Rationalizing a Denominator

###### 1

Rationalize the denominator and simplify the expression.

$\displaystyle{ \frac{1}{\sqrt{7}} = }$

###### 2

Rationalize the denominator and simplify the expression.

$\displaystyle{ \frac{1}{\sqrt{10}} = }$

###### 3

Rationalize the denominator and simplify the expression.

$\displaystyle{ \frac{40}{\sqrt{10}} = }$

###### 4

Rationalize the denominator and simplify the expression.

$\displaystyle{ \frac{4}{\sqrt{2}} = }$

###### 5

Rationalize the denominator and simplify the expression.

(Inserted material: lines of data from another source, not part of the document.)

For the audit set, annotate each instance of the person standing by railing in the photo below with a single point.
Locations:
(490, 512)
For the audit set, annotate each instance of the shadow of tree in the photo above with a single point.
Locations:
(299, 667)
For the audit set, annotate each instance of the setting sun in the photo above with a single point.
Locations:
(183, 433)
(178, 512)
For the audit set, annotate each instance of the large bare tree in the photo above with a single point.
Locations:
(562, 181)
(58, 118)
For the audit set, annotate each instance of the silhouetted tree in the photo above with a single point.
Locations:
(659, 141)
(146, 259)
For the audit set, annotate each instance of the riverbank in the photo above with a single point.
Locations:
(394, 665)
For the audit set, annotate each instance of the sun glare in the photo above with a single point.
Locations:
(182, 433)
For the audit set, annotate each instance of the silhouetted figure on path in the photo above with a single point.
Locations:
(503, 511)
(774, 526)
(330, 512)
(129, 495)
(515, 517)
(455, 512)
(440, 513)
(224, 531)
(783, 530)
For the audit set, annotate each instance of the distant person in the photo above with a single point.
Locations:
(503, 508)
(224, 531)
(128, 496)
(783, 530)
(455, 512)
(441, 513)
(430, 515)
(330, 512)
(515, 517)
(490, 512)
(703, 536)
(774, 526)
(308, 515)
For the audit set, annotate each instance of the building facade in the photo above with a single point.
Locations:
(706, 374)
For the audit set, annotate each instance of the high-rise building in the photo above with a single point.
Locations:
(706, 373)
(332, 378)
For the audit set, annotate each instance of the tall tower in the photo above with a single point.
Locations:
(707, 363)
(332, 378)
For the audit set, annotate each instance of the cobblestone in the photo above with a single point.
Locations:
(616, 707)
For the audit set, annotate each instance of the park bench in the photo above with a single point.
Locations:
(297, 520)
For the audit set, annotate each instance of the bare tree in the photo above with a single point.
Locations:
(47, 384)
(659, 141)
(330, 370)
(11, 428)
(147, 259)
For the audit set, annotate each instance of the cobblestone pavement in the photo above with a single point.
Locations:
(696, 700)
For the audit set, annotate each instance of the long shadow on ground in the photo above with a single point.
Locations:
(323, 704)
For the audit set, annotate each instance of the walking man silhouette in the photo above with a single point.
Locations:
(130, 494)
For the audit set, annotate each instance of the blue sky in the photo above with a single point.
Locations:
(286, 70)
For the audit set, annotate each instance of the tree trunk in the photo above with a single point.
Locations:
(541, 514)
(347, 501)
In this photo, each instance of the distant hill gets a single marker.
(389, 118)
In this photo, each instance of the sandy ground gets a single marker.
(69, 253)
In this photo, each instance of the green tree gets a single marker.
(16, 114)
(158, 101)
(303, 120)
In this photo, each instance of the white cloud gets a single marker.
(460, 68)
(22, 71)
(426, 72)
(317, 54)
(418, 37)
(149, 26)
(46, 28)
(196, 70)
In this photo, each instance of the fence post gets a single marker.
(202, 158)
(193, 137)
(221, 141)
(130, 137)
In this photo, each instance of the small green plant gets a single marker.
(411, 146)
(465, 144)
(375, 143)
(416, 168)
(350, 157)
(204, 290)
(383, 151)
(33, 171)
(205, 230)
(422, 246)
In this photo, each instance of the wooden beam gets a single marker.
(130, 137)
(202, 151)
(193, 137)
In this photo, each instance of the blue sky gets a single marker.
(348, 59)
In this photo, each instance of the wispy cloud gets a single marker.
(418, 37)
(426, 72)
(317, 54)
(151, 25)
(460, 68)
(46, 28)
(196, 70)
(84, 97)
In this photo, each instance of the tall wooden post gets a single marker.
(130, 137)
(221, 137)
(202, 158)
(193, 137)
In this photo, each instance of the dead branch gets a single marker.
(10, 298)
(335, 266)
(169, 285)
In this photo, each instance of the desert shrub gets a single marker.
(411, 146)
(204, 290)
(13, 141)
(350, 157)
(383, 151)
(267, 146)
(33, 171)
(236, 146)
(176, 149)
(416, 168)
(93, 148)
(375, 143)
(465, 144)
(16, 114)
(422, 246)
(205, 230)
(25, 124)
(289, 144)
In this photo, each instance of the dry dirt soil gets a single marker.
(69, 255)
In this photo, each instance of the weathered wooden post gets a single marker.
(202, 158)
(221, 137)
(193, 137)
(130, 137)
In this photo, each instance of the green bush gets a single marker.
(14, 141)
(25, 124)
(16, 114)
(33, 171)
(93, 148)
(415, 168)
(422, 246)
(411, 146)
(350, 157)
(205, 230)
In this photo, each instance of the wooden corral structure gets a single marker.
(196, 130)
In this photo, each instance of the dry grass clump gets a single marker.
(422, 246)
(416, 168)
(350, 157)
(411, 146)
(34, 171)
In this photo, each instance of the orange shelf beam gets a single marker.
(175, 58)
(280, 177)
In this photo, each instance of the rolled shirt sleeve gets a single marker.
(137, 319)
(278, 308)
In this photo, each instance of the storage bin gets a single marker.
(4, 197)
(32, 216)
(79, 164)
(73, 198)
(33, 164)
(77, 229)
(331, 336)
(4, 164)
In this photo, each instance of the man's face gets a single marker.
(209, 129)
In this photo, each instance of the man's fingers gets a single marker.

$\displaystyle{ \frac{1}{{\sqrt{18}}} = }$

###### 6

Rationalize the denominator and simplify the expression.

$\displaystyle{ \frac{1}{{\sqrt{54}}} = }$

###### 7

Rationalize the denominator and simplify the expression.

$\displaystyle{ \frac{10}{{\sqrt{180}}} = }$

###### 8

Rationalize the denominator and simplify the expression.

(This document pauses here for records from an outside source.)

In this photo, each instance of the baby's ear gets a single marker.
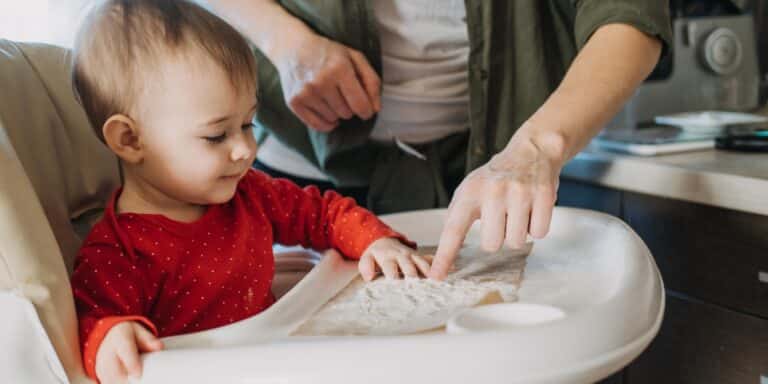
(122, 137)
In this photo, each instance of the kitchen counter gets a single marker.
(731, 180)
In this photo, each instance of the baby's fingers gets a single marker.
(129, 356)
(422, 263)
(367, 268)
(145, 340)
(406, 265)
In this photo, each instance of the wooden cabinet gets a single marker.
(715, 327)
(704, 343)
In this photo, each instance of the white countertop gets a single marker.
(723, 179)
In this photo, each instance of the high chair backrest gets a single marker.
(54, 173)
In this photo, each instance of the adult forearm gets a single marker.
(603, 76)
(265, 22)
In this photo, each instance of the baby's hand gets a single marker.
(118, 355)
(393, 258)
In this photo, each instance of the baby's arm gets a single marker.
(118, 356)
(329, 220)
(111, 294)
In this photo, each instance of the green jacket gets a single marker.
(519, 53)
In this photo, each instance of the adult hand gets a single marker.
(513, 195)
(324, 81)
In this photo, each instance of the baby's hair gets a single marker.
(122, 40)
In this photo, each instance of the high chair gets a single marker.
(592, 271)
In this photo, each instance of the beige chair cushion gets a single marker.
(53, 170)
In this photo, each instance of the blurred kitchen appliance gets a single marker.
(713, 66)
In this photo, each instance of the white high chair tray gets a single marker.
(592, 270)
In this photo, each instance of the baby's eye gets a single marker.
(215, 139)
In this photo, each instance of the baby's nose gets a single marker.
(241, 151)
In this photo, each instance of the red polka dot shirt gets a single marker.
(177, 277)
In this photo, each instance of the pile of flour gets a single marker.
(391, 307)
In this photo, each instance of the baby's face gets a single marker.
(195, 128)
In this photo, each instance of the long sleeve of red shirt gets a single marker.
(176, 277)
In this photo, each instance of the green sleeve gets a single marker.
(649, 16)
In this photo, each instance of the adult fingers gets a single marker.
(406, 265)
(355, 96)
(492, 219)
(312, 119)
(518, 217)
(457, 223)
(421, 264)
(337, 103)
(369, 77)
(541, 213)
(389, 268)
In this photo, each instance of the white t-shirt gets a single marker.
(425, 88)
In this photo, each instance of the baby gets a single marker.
(186, 243)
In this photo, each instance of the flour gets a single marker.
(390, 307)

$\displaystyle{ \frac{10}{{\sqrt{32}}} = }$

###### 9

Rationalize the denominator and simplify the expression.

$\displaystyle{ \frac{4}{\sqrt{n}} = }$

###### 10

Rationalize the denominator and simplify the expression.

$\displaystyle{ \frac{2}{\sqrt{a}} = }$

###### 11

Rationalize the denominator and simplify the expression.

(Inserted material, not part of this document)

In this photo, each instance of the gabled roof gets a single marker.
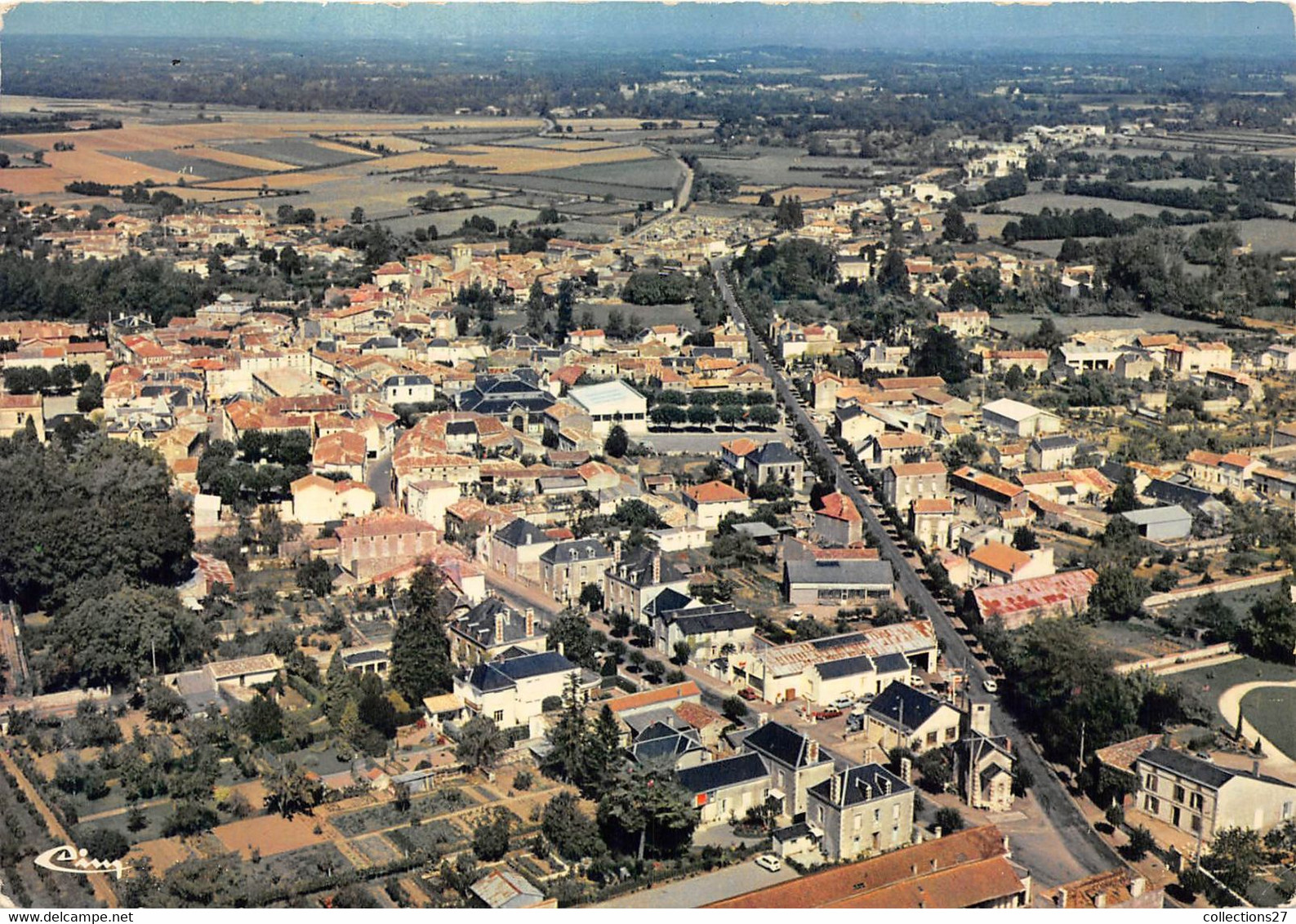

$\displaystyle{ \sqrt{\frac{14}{15}} = }$

###### 12

Rationalize the denominator and simplify the expression.

$\displaystyle{ \sqrt{\frac{15}{11}} = }$

###### 13

$\displaystyle{ \sqrt{\frac{11}{12}} = }$

###### 14

$\displaystyle{ \sqrt{\frac{11}{63}} = }$

Rationalizing the Denominator Using the Difference of Squares Formula

###### 15

Rationalize the denominator and simplify the expression.

$\displaystyle{\dfrac{7}{\sqrt{6}+5}=}$

###### 16

Rationalize the denominator and simplify the expression.

$\displaystyle{\dfrac{5}{\sqrt{6}+5}=}$

###### 17

Rationalize the denominator and simplify the expression.

$\displaystyle{\dfrac{6}{\sqrt{21}+8}=}$

###### 18

Rationalize the denominator and simplify the expression.

$\displaystyle{\dfrac{7}{\sqrt{13}+4}=}$

###### 19

Rationalize the denominator and simplify the expression.

$\displaystyle{\dfrac{\sqrt{2}-13}{\sqrt{13}+7}=}$

###### 20

Rationalize the denominator and simplify the expression.

$\displaystyle{\dfrac{\sqrt{5}-14}{\sqrt{7}+4}=}$

###### 21

Rationalize the denominator and simplify the expression.

$\displaystyle{\dfrac{\sqrt{3}-15}{\sqrt{11}+2}=}$

###### 22

Rationalize the denominator and simplify the expression.

$\displaystyle{\dfrac{\sqrt{2}-6}{\sqrt{13}+8}=}$